The Rocket Racing League Will Fly in August

Way back in October of 2005 I had a piece on a proposed rocket racing league - NASCAR on steroids. It's taken awhile to get organized, but the league is supposed to hold an exhibition race this summer at the big EAA Show in Oshkosh, WI:

NEW YORK — Rocket mavens, mark your calendars: The date of the first Rocket Racing League race has been set.

On Aug. 1-2, the league will stage a high-flying version of NASCAR with rockets at the EAA AirVenture air show in Oshkosh, Wis., in its first-ever exhibition race.

Two racers will fly planes powered by rocket engines on a 2-lap circuit around an airborne raceway.

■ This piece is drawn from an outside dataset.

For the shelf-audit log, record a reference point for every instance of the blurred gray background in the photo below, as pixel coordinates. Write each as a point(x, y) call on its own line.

Pilots in the races will view the sky racecourse on 3-D helmet displays, while the roughly 700,000 people expected to attend will watch the action on multiple 50-foot (15-meter) projection screens.

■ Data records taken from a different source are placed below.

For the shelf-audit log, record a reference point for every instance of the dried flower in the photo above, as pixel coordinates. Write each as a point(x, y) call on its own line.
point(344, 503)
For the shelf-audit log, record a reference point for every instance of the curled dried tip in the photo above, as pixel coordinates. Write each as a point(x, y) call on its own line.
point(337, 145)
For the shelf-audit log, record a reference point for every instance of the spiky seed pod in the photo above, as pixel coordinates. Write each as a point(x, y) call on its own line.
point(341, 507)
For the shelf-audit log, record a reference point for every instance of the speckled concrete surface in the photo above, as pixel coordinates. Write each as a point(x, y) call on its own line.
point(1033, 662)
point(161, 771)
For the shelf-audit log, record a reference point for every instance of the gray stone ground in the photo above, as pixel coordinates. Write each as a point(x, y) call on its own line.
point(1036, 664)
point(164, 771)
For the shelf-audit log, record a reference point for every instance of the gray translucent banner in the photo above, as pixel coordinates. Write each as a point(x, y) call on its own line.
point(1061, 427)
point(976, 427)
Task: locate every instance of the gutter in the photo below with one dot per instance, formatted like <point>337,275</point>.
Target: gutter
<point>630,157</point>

"We're using 21st century technology to create a 21st-century sport for 21st-century people," said Granger Whitelaw, Rocket Racing League CEO, during a press briefing here at the Yale Club. "We're very excited about announcing our first public exhibition race." ...

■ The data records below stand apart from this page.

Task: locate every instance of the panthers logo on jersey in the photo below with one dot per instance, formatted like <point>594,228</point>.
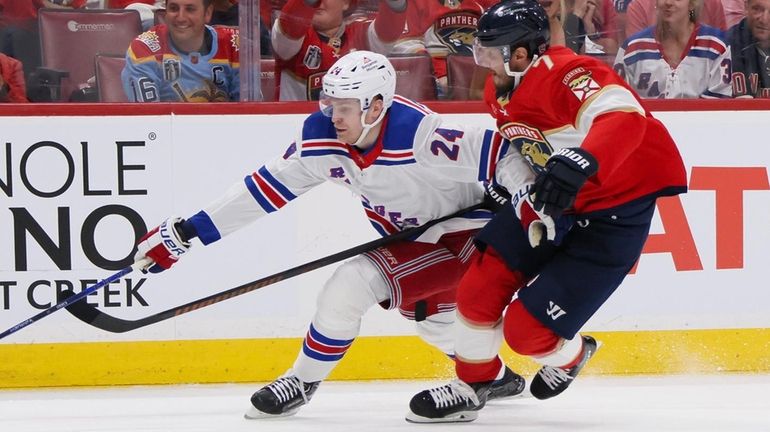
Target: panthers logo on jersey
<point>530,142</point>
<point>584,86</point>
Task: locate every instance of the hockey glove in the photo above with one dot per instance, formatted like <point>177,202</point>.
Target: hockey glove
<point>538,226</point>
<point>495,197</point>
<point>163,245</point>
<point>558,184</point>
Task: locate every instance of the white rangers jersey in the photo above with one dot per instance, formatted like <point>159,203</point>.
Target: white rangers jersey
<point>704,72</point>
<point>420,169</point>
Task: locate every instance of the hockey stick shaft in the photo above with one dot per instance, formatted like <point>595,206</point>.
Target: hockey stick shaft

The league currently has six teams that will compete in four series of races throughout the year. After the first EAA AirVenture exhibition, later races will be staged at the Reno National Championship Air Races in Reno, Nev., between Sept. 10-14; at Aviation Nation at Nellis Air Force Base in Las Vegas, Nev., on Nov. 8-9, and at the X Prize Cup in Las Cruces, N.M., in late October.

The initial racer design was powered by XCOR's liquid-oxygen and kerosene rocket engine, though Whitelaw announced Monday that a second engine type, fueled by liquid-oxygen and ethanol, will also be available.

Mesquite, Tex.-based Armadillo Aerospace, founded by computer game-developer John Carmack, will build the new engines, which can be stopped and restarted.
Since the engines burn liquid oxygen and ethanol, the company added a salt-water solution to the fuel to produce a bright yellow glow from the racers.

"We're building a robust set of technologies together that should be safe for the pilot, cost effective, and spectacular for the crowds," Carmack said via a video link.

That is going to be way cool. And more than a little dangerous - there aren't any "soft walls" where these guys will be flying.